Eu que já vi coisas que não gostei e sem ser doente, familiar, auxiliar ou médica, entrei pelo gabinete do director e trásssss!!!

Caramba, tanto pecador é o que pratica como o que vê e se cala...!

Para ele acabou o sofrimento, mas
mesmo assim deveria ser denunciado para não se repita e há imensas formas de o fazer...e em meios pequenos a "dica" ganha pernas e corre léguas!!!

SILÊNCIO CULPADO disse...

Raul
Venho desejar-te um bom 25 de Abril entendendo como tal os valores da liberdade e da justiça social.
Relativamente ao texto e para além do que já manifestei sobre a situação queria dizer-te que há muita dor e revolta para serem saradas. Porque todos nós estamos a ser discriminados nesta sociedade cruel em que as referências se vão perdendo como valores inúteis.
Uns são discriminados pela etnia, outros pela patologia e outros, pasme-se, por terem conseguido escapar a estas discriminações. Não sei de entre as diferentes dores qual é a mais crua e a mais solitária.
Abraço

Anónimo disse...

O que é isto? Isto? É xenofobia e Racismo... No seu estado mais puro.

Se fosse um cidadão, infectado, de outra etnia, caucasiano, seria tratado de certeza de uma forma completamente diferente. Se ele era violento, não se sabe e o texto não diz, mas se o era, utilizaria-se a cautela necessária, para assistir um doente. Is to que lhe fizeram, foi a mais dura violência que se pode fazer ao ser humano, desprezaram-no.

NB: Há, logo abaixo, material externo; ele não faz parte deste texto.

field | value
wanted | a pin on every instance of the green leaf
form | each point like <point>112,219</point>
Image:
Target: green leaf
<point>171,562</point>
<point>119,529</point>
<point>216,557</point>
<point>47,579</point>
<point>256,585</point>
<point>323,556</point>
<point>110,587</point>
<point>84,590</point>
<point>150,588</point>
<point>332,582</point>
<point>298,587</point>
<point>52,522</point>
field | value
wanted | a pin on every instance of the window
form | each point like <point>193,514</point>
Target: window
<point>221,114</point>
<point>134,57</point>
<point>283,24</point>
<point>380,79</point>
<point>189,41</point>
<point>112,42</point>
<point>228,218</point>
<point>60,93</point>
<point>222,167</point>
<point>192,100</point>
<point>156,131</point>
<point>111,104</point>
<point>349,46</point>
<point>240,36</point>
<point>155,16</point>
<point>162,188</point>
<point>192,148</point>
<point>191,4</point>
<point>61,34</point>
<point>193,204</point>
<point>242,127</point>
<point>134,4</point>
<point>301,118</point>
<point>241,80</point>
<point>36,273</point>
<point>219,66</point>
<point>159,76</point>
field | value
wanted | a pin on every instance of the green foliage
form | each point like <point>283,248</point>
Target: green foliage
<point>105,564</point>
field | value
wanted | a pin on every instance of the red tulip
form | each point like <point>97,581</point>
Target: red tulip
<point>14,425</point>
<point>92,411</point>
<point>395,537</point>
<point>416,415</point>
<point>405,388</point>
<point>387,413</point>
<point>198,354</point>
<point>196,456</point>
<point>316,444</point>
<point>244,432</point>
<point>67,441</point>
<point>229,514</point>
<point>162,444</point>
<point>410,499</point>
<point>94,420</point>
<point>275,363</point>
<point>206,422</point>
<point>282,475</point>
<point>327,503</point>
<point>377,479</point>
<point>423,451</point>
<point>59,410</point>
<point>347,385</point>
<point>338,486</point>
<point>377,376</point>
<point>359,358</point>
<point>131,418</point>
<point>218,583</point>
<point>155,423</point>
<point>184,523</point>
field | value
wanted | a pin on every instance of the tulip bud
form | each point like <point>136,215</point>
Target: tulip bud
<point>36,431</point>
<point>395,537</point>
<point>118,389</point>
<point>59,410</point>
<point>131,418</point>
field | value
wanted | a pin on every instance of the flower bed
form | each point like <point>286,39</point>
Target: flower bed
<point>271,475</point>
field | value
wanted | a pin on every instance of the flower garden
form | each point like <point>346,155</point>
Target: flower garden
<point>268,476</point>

Abraços revolucionários do Beezz

Dr. Mento disse...

Fiquei sem palavras. Especialmente, quando li o desfecho da história.

Dr. Mento disse...

Fiquei sem palavras. Especialmente, quando li o desfecho da história.

Paula Raposo disse...

Eu fico mais que estupefacta e sem palavras...

Maria Pires disse...

Raul, amigo não te conheço mas acedi ao teu blog porque vi um comentário teu no blog da Flavia vivendo em coma,E logo fiquei intereçada no teu caso e procurei e encontrei.Raul és uma pessoa espetacular vesse que és bem formado de alma e coração.Que Deus te de força e coragem para enfrentares a vida tal qual ela é.Beijo desta tua amiga ainda que virtual.